My guess is that it would be faster to load it all into the cache and then deal with it, but it's just an uneducated guess.

1
What format is your data file in? Is it a text file, ASCII-delimited numeric file, CSV file? There are specialized handlers for several data types built in to MATLAB that use similar syntax to C in that you open a file stream, read from the file stream, and finally close the file stream. I think one of these would be your best bet.Engineero
Could you specify what you will do with the matrix? If the goal is just to load the matrix into memory and no computation afterwards, I can't see any reason to exploit the cache.Da Kuang
Hello, thank you for the comment, Engineero. I am currently writing my code on the assumption that the data is a CSV. What I am doing is saying data = csvread('filename') and then dividing the data matrix into several matrices. say: matrix_1_2 = data(:,1:2), etc. Is that better than scanning for the first two columns only, saving them, then scanning for the second pair of columns, etc?msmf14
Da Kuang: There will be a lot of matrix manipulation and multiplication.
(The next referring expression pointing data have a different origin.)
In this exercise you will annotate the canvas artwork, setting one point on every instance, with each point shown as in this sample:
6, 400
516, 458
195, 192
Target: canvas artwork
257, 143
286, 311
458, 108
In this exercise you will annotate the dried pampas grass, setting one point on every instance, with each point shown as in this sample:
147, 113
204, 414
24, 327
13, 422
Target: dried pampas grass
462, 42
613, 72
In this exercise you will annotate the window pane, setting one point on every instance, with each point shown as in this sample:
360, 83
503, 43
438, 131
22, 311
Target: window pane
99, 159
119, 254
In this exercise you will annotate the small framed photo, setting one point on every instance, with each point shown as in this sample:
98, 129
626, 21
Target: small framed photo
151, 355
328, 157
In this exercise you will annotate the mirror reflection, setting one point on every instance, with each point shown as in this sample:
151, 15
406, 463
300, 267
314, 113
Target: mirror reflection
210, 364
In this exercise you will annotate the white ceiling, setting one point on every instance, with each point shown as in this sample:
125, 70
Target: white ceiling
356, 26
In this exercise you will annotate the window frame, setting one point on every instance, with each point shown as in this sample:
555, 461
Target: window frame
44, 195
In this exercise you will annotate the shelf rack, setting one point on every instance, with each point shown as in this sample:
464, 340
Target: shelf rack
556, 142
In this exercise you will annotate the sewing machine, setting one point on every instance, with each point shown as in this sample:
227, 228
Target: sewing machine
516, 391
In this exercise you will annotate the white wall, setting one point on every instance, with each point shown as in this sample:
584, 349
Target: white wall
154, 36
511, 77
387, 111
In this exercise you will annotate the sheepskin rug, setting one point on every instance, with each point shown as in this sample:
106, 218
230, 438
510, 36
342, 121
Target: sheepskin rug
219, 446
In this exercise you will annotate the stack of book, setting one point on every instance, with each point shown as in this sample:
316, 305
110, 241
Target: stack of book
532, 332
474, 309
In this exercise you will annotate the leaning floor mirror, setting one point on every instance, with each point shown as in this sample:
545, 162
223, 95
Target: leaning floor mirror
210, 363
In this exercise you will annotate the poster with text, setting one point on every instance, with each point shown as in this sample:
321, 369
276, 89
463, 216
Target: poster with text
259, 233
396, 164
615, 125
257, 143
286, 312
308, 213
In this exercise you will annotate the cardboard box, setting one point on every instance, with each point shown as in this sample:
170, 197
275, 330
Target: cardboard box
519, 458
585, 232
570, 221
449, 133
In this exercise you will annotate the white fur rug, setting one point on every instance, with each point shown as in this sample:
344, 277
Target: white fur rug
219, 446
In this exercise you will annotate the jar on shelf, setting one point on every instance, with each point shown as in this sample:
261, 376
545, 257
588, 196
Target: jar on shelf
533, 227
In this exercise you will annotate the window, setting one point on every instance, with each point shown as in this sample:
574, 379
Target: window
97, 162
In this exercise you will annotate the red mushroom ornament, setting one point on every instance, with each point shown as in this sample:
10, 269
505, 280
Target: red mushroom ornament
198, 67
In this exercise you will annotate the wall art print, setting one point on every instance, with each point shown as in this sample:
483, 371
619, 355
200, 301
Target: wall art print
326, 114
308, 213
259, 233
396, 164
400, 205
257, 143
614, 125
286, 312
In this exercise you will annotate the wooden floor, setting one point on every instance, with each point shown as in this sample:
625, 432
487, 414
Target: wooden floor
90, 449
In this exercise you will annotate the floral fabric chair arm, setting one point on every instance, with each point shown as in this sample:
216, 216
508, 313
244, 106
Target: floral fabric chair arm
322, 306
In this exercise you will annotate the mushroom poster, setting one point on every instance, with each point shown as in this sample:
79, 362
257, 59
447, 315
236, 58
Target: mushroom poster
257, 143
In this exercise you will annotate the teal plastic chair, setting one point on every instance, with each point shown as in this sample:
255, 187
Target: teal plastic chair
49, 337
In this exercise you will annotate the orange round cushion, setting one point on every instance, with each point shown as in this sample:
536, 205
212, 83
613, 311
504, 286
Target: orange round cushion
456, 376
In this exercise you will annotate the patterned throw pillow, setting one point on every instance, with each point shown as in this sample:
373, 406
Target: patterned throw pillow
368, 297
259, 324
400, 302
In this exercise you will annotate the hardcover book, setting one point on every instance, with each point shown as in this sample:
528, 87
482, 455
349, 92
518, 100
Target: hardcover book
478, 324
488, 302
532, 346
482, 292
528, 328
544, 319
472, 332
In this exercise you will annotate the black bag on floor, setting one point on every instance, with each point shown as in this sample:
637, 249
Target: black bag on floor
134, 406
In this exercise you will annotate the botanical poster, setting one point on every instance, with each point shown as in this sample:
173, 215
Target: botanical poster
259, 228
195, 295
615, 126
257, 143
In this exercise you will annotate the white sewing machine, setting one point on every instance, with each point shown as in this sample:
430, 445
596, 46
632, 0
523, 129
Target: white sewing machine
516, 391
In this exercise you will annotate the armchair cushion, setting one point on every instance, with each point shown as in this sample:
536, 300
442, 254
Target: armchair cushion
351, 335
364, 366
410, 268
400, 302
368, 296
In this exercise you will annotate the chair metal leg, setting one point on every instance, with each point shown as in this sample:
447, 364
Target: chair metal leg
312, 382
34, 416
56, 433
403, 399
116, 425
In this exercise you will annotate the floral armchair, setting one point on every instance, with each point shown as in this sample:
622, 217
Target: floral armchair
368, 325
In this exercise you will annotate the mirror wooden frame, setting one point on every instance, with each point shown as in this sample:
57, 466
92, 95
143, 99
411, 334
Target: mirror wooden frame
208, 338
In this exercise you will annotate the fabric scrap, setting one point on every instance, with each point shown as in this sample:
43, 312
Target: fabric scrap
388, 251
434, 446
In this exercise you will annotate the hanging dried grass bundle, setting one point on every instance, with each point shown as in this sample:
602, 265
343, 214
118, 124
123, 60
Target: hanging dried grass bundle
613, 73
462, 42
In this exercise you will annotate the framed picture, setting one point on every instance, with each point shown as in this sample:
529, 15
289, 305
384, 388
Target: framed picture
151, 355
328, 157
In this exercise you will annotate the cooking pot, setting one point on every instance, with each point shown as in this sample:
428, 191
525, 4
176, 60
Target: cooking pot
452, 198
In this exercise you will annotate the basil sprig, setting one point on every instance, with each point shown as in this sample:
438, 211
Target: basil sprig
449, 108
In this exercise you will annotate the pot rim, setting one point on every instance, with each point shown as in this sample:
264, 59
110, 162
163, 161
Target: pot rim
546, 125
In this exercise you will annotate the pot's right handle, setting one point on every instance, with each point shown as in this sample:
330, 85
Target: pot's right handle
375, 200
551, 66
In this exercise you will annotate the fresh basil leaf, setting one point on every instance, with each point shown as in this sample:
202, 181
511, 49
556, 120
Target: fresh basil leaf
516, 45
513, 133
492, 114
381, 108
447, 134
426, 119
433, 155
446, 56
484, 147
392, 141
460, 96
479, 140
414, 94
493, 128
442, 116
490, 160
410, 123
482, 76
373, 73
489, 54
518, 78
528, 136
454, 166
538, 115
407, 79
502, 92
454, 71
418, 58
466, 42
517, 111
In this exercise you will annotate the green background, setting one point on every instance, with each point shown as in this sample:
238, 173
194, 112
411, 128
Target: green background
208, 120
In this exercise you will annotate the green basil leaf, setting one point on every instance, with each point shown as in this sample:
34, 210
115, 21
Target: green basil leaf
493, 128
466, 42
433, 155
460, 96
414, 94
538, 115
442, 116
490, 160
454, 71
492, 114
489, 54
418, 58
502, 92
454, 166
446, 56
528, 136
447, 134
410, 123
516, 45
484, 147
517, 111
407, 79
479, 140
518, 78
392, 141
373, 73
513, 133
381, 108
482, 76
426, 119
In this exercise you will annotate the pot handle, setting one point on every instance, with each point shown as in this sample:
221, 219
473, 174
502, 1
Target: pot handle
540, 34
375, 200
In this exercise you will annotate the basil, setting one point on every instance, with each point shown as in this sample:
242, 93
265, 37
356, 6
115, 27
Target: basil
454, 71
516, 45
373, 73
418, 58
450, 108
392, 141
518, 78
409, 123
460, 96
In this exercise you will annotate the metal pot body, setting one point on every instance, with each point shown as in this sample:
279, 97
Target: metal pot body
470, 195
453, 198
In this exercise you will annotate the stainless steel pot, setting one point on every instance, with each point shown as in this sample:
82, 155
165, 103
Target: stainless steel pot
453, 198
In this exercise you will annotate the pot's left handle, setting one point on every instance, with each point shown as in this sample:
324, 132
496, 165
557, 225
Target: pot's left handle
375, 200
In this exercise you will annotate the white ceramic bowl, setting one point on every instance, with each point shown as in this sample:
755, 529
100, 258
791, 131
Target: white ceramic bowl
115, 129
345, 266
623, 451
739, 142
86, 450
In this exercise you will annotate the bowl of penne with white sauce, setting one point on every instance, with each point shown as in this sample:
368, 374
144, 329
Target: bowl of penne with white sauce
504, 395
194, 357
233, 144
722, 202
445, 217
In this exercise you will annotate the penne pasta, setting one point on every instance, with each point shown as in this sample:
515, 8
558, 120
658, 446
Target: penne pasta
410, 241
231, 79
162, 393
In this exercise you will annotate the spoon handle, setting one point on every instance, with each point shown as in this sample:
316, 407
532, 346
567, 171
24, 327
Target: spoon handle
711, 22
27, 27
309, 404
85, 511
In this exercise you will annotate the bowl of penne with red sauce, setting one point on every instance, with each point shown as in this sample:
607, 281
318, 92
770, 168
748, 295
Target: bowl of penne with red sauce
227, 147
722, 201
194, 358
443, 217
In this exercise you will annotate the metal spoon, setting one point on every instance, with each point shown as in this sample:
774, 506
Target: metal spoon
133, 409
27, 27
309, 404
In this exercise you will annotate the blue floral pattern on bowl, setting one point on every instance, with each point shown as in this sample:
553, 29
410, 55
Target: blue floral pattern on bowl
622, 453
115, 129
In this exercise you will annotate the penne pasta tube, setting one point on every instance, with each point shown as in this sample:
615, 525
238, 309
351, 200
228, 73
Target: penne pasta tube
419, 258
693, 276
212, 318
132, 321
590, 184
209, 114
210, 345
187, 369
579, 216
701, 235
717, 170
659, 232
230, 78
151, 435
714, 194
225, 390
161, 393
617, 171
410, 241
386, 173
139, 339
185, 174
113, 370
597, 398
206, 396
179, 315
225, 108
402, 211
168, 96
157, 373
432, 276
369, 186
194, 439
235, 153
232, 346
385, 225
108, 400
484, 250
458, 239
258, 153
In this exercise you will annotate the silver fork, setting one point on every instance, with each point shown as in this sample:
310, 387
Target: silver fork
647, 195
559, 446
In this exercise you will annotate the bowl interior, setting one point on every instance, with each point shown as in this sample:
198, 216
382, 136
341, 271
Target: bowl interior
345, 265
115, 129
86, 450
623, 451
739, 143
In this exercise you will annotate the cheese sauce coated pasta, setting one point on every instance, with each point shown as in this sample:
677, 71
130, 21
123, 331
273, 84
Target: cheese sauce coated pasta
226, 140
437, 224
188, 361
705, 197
I am guessing the most efficient way is to not even divide the large matrix, but use subsets of it in the calculations (for instance resultingMatrix = data(:,1:n) .* data(:,n+1:2*n), but that will make the code less legible for others)msmf14
Write the code in the simplest and most readable way possible. If the data comfortably fits in main memory, you'll be fine. If it doesn't, you're in a world of hurt, and you'll need a better disk storage format (binary) and blocked algorithms that will operate on batches of the data. You certainly don't want to parse each line of the CSV more than once, which blocking by column would do.Peter

1 Answers

1
votes

From my experience, the best approach is to parse it once, using either csvread (which uses dlmread which uses textscan - so the time penalty is not significant). This is of course given that a very big file is not larger than the amount of free RAM you have. If a very big file is larger than RAM (I just had to parse a 31GB file for example), than I would use fopen, read line by line (or chunks, blocks whatever you prefer) and write these a writable mat file. This way you can write huge files limited by your file system in theory.